TetSimNet: a tetrahedral mesh simplification network model for preserving analysis accuracy
摘要
Tetrahedral mesh simplification represents a key technique for optimizing the storage space and improving computational efficiency in finite element analysis. However, traditional mesh simplification methods typically rely on geometric fidelity and fail to incorporate the practical requirements of physical analysis. This yields simplified mesh accuracy that can satisfy geometric constraints but cannot meet analysis requirements. To solve these problems, this study proposes a tetrahedral mesh simplification model based on a graph convolutional neural network (GCN) and a graph attention mechanism (GAT) named TetSimNet. The proposed TetSimNet realizes physical information-driven mesh simplification by integrating geometrical, topological, quality, spatial, and physical information and identifying and deleting edges that have a small impact on the accuracy of the analysis.

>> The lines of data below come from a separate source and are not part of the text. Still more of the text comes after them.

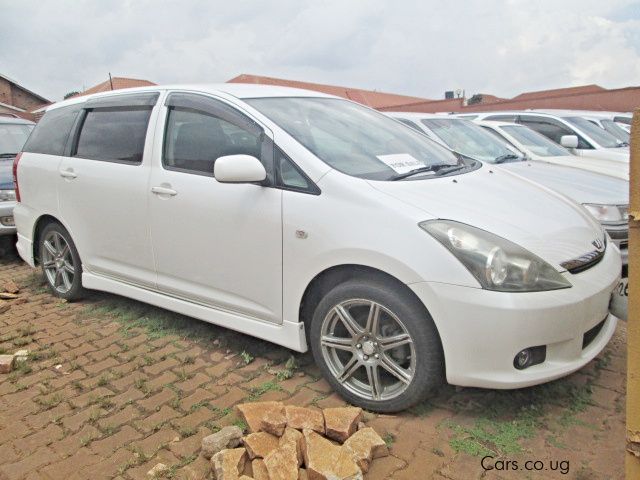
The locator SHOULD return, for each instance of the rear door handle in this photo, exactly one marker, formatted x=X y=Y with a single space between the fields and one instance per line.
x=69 y=173
x=164 y=191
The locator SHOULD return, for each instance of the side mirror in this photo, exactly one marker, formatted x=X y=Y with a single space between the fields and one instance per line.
x=239 y=169
x=569 y=141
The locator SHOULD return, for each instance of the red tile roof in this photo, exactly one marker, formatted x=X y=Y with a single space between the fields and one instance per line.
x=370 y=98
x=559 y=92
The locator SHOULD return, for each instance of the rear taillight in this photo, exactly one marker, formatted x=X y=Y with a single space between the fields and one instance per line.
x=15 y=176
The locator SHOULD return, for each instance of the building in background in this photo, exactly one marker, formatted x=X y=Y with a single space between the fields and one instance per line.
x=18 y=100
x=587 y=97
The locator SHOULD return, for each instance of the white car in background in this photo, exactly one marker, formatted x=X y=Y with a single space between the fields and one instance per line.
x=538 y=147
x=314 y=222
x=578 y=134
x=612 y=122
x=605 y=197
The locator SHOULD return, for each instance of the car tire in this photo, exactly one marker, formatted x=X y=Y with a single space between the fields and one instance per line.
x=337 y=349
x=60 y=262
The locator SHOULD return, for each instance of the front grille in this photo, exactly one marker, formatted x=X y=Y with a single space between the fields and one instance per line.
x=590 y=335
x=618 y=234
x=585 y=262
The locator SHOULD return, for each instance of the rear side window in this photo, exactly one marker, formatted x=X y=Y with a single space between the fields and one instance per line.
x=52 y=131
x=115 y=134
x=552 y=129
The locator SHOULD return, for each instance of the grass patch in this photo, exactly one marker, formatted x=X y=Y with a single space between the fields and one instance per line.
x=503 y=420
x=246 y=357
x=270 y=386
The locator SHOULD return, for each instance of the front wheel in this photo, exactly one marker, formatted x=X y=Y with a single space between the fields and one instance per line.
x=60 y=261
x=377 y=345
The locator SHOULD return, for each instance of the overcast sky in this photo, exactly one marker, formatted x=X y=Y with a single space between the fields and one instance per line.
x=421 y=48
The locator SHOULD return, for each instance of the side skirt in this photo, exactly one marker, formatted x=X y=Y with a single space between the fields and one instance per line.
x=288 y=334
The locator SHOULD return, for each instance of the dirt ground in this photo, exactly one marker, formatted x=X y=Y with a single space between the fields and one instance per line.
x=113 y=386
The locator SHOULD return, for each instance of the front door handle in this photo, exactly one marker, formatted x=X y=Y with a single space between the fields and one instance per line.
x=68 y=173
x=164 y=191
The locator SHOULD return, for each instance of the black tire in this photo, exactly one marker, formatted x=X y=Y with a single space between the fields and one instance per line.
x=75 y=291
x=428 y=372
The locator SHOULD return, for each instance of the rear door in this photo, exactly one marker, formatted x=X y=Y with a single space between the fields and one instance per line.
x=102 y=186
x=215 y=244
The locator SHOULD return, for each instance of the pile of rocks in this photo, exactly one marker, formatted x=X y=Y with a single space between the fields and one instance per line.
x=291 y=443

The TetSimNet adopts a graph structure with mesh edges as nodes, combining the GCN and GAT with a tetrahedral mesh structure to create a multi-scale feature adaptive fusion module that can effectively capture local edge features, ensuring the accuracy of simulation analysis. The experimental results demonstrate that the TetSimNet can reduce the number of mesh elements by approximately 30% while ensuring analysis accuracy.